Dalam
sebuah perjalanan seorang ayah dengan puteranya, sebatang pohon kayu nan tinggi
ternyata menjadi hal yang menarik untuk mereka simak. Keduanya pun berhenti di
bawah rindangnya pohon tersebut.
“Anakku,”
ucap sang ayah tiba-tiba. Anak usia belasan tahun ini pun menatap lekat
ayahnya. Dengan sapaan seperti itu, sang anak paham kalau ayahnya akan
mengucapkan sesuatu yang serius.
“Adakah
pelajaran yang bisa kau sampaikan dari sebuah pohon?” lanjut sang ayah sambil
tangan kanannya meraih batang pohon di dekatnya.
“Menurutku,
pohon bisa jadi tempat berteduh yang nyaman, penyimpan air yang bersih dari
kotoran, dan penyeimbang kesejukan udara,” jawab sang anak sambil matanya
menanti sebuah kepastian.
“Bagus,”
jawab spontan sang ayah. “Tapi, ada hal lain yang menarik untuk kita simak dari
sebuah pohon,” tambah sang ayah sambil tiba-tiba wajahnya mendongak ke ujung
dahan yang paling atas.
“Perhatikan
ujung pepohonan yang kamu lihat. Semuanya tegak lurus ke arah yang sama.

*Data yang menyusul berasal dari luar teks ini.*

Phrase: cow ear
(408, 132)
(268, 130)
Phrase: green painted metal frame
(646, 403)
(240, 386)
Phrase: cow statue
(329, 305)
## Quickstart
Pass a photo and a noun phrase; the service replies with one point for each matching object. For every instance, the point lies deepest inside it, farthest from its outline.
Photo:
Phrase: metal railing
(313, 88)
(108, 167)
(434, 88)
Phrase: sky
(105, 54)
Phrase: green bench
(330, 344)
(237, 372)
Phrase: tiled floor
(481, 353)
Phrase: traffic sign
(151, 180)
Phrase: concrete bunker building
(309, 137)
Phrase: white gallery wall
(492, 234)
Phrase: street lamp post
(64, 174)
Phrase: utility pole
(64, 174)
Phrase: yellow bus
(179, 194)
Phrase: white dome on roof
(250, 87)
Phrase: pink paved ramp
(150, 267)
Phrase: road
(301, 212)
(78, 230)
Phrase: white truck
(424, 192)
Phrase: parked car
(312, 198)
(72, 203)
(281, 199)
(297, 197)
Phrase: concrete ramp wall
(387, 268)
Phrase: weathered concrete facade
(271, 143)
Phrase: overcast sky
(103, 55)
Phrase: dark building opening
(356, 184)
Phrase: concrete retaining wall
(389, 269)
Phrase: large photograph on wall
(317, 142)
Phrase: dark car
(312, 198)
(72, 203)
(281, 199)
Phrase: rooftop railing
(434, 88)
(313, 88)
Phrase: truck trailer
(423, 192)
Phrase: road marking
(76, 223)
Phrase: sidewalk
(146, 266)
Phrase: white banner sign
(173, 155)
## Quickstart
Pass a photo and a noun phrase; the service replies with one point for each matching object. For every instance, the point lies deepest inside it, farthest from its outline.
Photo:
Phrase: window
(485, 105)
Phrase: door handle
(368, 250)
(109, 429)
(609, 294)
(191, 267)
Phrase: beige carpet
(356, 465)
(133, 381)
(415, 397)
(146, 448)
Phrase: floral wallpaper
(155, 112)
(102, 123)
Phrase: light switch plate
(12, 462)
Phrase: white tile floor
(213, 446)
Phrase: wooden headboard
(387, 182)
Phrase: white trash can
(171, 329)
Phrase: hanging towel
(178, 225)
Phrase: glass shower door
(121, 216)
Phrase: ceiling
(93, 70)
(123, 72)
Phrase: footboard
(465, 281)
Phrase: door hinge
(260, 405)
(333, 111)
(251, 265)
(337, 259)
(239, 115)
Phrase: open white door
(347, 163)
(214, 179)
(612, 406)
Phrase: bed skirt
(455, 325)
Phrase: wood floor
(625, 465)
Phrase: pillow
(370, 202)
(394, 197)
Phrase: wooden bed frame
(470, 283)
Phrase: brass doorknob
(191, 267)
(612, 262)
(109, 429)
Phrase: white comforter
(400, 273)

Walaupun ia berada di tanah yang miring, pohon akan memaksa dirinya untuk tetap
lurus menatap cahaya,” jelas sang ayah.
“Anakku,”
ucap sang ayah sambil tiba-tiba tangan kanannya meraih punggung puteranya.
“Jadikan dirimu seperti pohon, walau keadaan apa pun, tetap lurus mengikuti
cahaya kebenaran,” ungkap sang ayah begitu berkesan.
Keadaan
tanah kehidupan yang kita pijak saat ini, kadang tidak berada pada hamparan
luas nan datar. Selalu saja ada keadaan tidak seperti yang kita inginkan. Ada
tebing nan curam, ada tanjakan yang melelahkan, ada turunan landai yang
melenakan, dan ada lubang-lubang yang muncul di luar dugaan.
Pepohonan,
seperti yang diucapkan sang ayah kepada puteranya, selalu memposisikan diri
pada kekokohan untuk selalu tegak lurus mengikuti sumber cahaya kebenaran.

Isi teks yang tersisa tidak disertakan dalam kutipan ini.